Ей в ответ шепчут сквозняки московские. Ей вослед бубнят лужи тёмные. И насвистывают из закоулков ледяные дворовые сквозняки:
– Рано или поздно в каждого своя сказка вселяется. Из ниоткуда она берётся. Ясеневой серёжкой – из ясного неба. Только не всякому она на пользу идёт.
– У одного – семечком подсолнечным лежит в продрогшей душе сказочка, не живёт, не умирает, а своего часа поджидает. У другого зёрнышко пшеничное в голове размокло. Нет от него ни пользы, ни радости, только уму щекотно. В ином росинкой маковой затаится, укоренится сказочка: соки тянет, побеги даёт, а не цветёт.
– Обещали друзья-приятели. Говорили: однажды. В самый разгар неприметного дня, на лестнице, где курилка, всё и начнётся. В круглое оконце стукнется ветер осенний и ещё разок саданёт…
Вот уж, жалобно проскулив, распахнулась форточка, и из сизого неба ворвались в полумрак лестничного пролёта несколько слезинок дождя и сухая берёзовая летучка. Ты, на корточки съехав, уж вторую сигарету перед собой глядел, растерянно моргая. Маячила перед глазами зелёная стена, пепел на рукав осыпался, прожёг на колене штаны. Не ври, ни о чём ты не думал, будто в нынешнем миге навсегда утоп. Растекалось и шумело внутри вялое, грузное тепло: лень, безнадёга, смирение познакомленного с жизнью человека. И тут, невесомая, неуёмная, прошелестела летучка под потолком, покружила на сквозняке, в висок ударила, в голову ворвалась, а ты и не заметил.

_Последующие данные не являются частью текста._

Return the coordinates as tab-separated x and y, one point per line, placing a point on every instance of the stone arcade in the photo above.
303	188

– А бывает, в ненастную осеннюю ночь-полночь, что осыпает стекло мелким дождичком, оторвётся от ветки кленовая вертушка. Под облаками проплывёт, над парком промелькнёт и в голову пустую, незанятую, с размаху ударит. Просыпается человек средь ненастной осенней полуночи. Чувствует: вертушка весёлая по уму-разуму кружит, мысли важные затмевает. Золотыми крылышками мелькая, по душе тут и там трепыхается, отвлекает от тревог неотложных, отрывает от насущных забот. Поначалу чепухой она кажется. А потом, не успеешь глазом моргнуть: приземлилась, укоренилась – и ни вырвать её, ни выполоть нет возможности. Проросла. Недосуг человеку теперь раздумывать, некогда о пустяках печалиться, выпивает он в день пять стаканов крепкого чая. В четырёх стенах, озадаченный, мечется. И гадает, как дальше жить.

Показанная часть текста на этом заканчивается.